UK calls for browser-level controls to tackle cookie pop-up fatigue
The UK’s privacy and data protection authority says that people are tired of cookie pop-ups and that the current cookie consent mechanism should be moved at the browser level.
Elizabeth Denham, the current head of the UK Information Commissioner’s Office (ICO), said she plans to call on fellow data protection authorities during a G7 virtual meeting today to collaborate on an alternative method.
This new plan would require data protection authorities to work together and put pressure on browser vendors and web standards organizations to move cookie consent controls from the website level to a browser setting.
“I often hear people say they are tired of having to engage with so many cookie pop-ups. That fatigue is leading to people giving more personal data than they would like,” Denham said.
“The cookie mechanism is also far from ideal for businesses and other organisations running websites, as it is costly and it can lead to poor user experience,” she added.
Proposal’s success hinges on G7 members
The ICO head’s latest endeavor is reminiscent of the old Do Not Track initiative that — while it got implemented in several browsers — multiple websites chose to ignore.
The difference is that the ICO’s project wants to obtain the backing of several governments before moving forward, something that the DNT project never had.
The G7 virtual meeting is scheduled to take place over the course of September 7 and 8, and it’s unclear if other countries will get on board or when the project will move forward.
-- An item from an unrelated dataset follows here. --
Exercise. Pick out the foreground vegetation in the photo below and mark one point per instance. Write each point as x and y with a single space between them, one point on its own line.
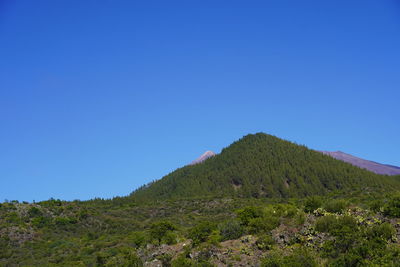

G7 members include the US, the UK, Canada, Japan, France, Germany, and Italy.
The European Union approved the so-called cookie law in May 2011, and the law entered into effect in 2012. Since then, websites that cater to EU citizens must tell their users what cookies they are using and for what purpose.
While the user must consent to cookie usage by clicking on a button in a pop-up, in recent years, academic research has found that most cookie pop-ups are clicked without being read, or the consent request is misleading, and users end up approving to having their data collected through intrusive tracking cookies.